How to Convert HTML Pages to PDF using Python
Convert HTML to PDF with Python
PDF is one of the most used digital format to save or transfer documents. In this article, we will learn how to convert HTML page to PDF.
What additional libraries or software do we need?
We will use pdfkit library and wkhtmltopdf.
Install pdfkit
To install pdfkit, run the following pip command.
pip install pdfkit
Install wkhtmltopdf
Ubuntu or Debian users can install wkhtmltopdf using below apt-get command.
sudo apt-get install wkhtmltopdf
Provide the password if prompted.
Windows users can download wkhtmltopdf from this official github repository wkhtmltopdf. The file size would be around 25MB and takes a moment to download.
Once downloaded, double click on the binary file and continue with the installation. It would be mostly installed at the path C:\Program Files\wkhtmltopdf
. We should add bin folder to the system PATH variable in Environment Variables. For example, C:\Program Files\wkhtmltopdf\bin
.
Restart the command prompt, if you are running the python program using command prompt python command for the Path to take effect.
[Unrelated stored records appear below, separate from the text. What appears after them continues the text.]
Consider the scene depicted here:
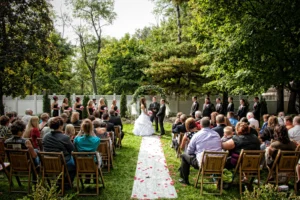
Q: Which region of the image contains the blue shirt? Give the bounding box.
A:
[187,128,222,161]
[229,118,239,127]
[74,135,100,152]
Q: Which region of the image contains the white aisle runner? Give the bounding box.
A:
[131,136,177,199]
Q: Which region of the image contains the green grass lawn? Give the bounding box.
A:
[0,123,282,200]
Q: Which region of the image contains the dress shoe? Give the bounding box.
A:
[178,178,190,185]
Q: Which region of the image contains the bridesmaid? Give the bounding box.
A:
[98,98,107,119]
[74,97,83,119]
[51,96,59,117]
[110,99,119,116]
[86,100,94,116]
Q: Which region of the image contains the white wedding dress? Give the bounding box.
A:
[133,106,154,136]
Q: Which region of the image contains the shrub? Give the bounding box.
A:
[82,95,90,119]
[120,92,127,117]
[43,91,51,114]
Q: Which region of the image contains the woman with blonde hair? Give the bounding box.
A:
[65,124,75,140]
[71,112,81,126]
[98,98,107,119]
[86,100,94,116]
[23,116,41,149]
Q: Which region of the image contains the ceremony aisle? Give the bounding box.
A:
[131,135,177,199]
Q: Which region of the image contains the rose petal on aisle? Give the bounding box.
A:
[131,136,177,199]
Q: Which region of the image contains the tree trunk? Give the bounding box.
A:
[276,85,284,113]
[287,91,297,114]
[91,70,98,95]
[176,3,181,44]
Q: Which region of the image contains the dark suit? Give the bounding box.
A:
[149,102,160,131]
[238,106,247,120]
[202,103,214,118]
[227,103,234,112]
[253,102,260,122]
[156,104,166,135]
[216,103,224,114]
[190,101,199,118]
[212,124,226,138]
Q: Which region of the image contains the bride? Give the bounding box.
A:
[133,97,154,136]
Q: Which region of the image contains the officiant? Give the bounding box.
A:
[148,96,160,132]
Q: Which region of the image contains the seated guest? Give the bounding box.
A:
[22,109,33,125]
[65,124,75,140]
[210,112,219,127]
[266,125,297,166]
[23,116,41,149]
[4,120,40,166]
[221,126,233,142]
[227,112,239,127]
[289,116,300,144]
[284,116,294,130]
[179,117,222,184]
[180,117,199,150]
[247,112,259,129]
[259,114,270,134]
[0,115,10,138]
[212,115,226,138]
[74,119,100,183]
[43,117,76,181]
[222,122,260,169]
[102,113,115,132]
[172,114,187,133]
[71,112,81,126]
[260,116,278,150]
[39,113,49,138]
Example 1: HTML to PDF using URL
Now that the environment is setup, following is a simple example to convert HTML to PDF, where HTML is downloaded from a URL. We use the function from_url().
Python Program
import pdfkit
pdfkit.from_url('https://www.google.com/','sample.pdf')
The converted PDF file is saved to the current path in the command prompt or terminal.
Output pdf file would look like
Example 2: Convert HTML to PDF from Local File
If your HTML file is stored locally, you can use from_file() function and convert the local HTML file to PDF.
Python Program
import pdfkit
pdfkit.from_file('local.html', 'sample.pdf')
Example 2: Convert HTML String to PDF
If your HTML data is stored in a Python variable, you can use from_string() function and convert the HTML string to PDF.
Python Program
import pdfkit
var htmlstr = '<h2>Heading 2</h2><p>Sample paragraph.</p>'
pdfkit.from_string(htmlstr, 'sample.pdf')
Summary
We have successfully converted a HTML data to PDF. We have considered HTML data to be from a URL, local file or a string.